Peut-on se sentir coincé dans une histoire, un projet lorsque celui prend de l’ampleur comme OSS117, s’est demandé le jeune public. Oui, a-t-il répondu honnêtement. Il a raconté avoir peur de ne jamais en “sortir”. Bien qu’il soit très fier de ce succès, très attaché au personnage, il pense avoir fait le tour de ce qu’il avait à dire à travers ce personnage au cinéma. Néanmoins, le label OSS117 fait que les gens savent ce qu’ils vont voir, c’est donc un vecteur formidable pour véhiculer des messages et le scénariste a avoué qu’il souhaitait explorer autre choseautour d’OSS 117.

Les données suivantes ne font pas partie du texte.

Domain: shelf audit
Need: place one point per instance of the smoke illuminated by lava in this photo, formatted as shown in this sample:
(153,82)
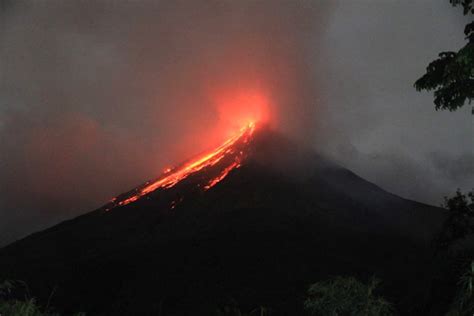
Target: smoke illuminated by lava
(231,148)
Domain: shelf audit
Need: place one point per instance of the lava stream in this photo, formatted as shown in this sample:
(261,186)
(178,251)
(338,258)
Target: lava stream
(172,176)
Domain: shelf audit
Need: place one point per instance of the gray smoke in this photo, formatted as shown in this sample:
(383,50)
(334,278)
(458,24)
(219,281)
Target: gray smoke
(96,97)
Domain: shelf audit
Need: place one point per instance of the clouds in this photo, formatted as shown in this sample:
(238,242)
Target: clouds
(97,97)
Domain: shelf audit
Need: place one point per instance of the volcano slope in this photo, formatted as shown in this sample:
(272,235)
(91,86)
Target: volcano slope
(283,220)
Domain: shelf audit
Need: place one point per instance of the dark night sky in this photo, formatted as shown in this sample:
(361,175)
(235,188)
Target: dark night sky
(96,98)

Interrogé sur le temps nécessaire à l’écriture d’un film, le scénariste a répondu qu’il était plutôt long. Il fait attention à la précision de ses écrits : le travail de recherche, de détermination du contexte, puis l’écriture des dialogues, le décor, les interactions, … Cela lui prend entre 1 an et demi et deux ans en moyenne, mais cela peut également être beaucoup plus long. Evoquant le temps, l’auteur a également répondu à la question de sa rémunération. C’est avec beaucoup d’honnêteté qu’il a confié aux élèves qu’être scénariste n’était pas le métier qui rapportait le plus dans le secteur. Rappelant que les auteurs ne sont pas salariés, ne disposent pas de revenus réguliers, Jean-François Halin a évoqué le travail indispensable de la SACD, la société de gestion des droits des auteurs, qui permet une rémunération liée à la diffusion des oeuvres, rappelant que par exemple Au service de la France, après avoir été diffusée sur Arte a été diffusée sur Netflix, permettant une nouvelle rémunération. L’auteur a rappelé qu’un scénariste doit s’assurer de travailler sur plusieurs projets en même temps afin de se garantir une certaine sécurité financière.

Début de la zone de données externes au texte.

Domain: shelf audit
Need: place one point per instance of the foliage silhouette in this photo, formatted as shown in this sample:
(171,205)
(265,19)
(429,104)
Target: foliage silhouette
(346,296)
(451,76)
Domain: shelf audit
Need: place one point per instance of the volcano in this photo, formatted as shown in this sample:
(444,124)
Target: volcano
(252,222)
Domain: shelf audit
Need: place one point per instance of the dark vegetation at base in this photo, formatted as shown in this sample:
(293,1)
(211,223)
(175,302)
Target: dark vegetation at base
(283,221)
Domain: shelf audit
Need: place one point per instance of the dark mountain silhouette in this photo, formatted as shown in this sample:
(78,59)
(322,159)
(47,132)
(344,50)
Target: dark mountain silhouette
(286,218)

Jean-François Halin a également évoqué son travail sur la série Au service de la France que de nombreux jeunes avaient vue (elle était sur Netflix durant le confinement a rappelé l’auteur ! ), la spécificité de l’écriture sérielle, et son goût pour la télévision, l’opportunité via une série d’approfondir les trajectoires des personnages, soulignant le lien entre l’univers d’Au service de la France et celui d’OSS, dans l’humour et le traitement des sujets sociétaux à travers une époque différente, tout en restant très contemporain.

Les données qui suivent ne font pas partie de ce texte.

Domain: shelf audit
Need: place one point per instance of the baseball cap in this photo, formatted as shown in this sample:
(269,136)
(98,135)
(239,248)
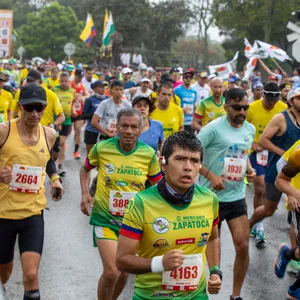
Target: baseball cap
(139,98)
(126,71)
(32,93)
(79,73)
(145,79)
(34,75)
(293,93)
(98,83)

Enfin, un élève a évoqué la question de l’impact de l’IA sur son métier et le secteur audiovisuel. L’auteur a évoqué une expérience très récente d’utilisation de ChatGPT sur une recherche très ponctuelle dont le résultat l’a autant fasciné qu’effrayé par son efficacité. Entre fascination et inquiétude, il a dit être plus concerné par le deepface – technique de synthèse de visages– plus que par le remplacement de son métier par les IA. Les progrès étant exponentiels et leur usage de plus en plus répandu, l’artiste est concerné par la possibilité imminente de faire des films sans acteur ou avec des acteurs décédés, rappelant les négociations des acteurs américains qui cèdent désormais également des droits pour apparaître dans des œuvres à titre posthume. Jean-François Halin croit sincèrement qu’il y aura encore besoin d’auteurs pour raconter de “vraies” histoires, inspirées d’un vécu, et porteuses d’une véritable vision de créateur.
La discussion s’est conclue sur les applaudissements des élèves, ravis de cette rencontre et sur un moment privilégié avec l’artiste pour les plus curieux, à la fin de l’échange avec un artiste accessible, généreux et qui a su donner à l’échange une note décalée, propre à son style, que tous ont appréciée.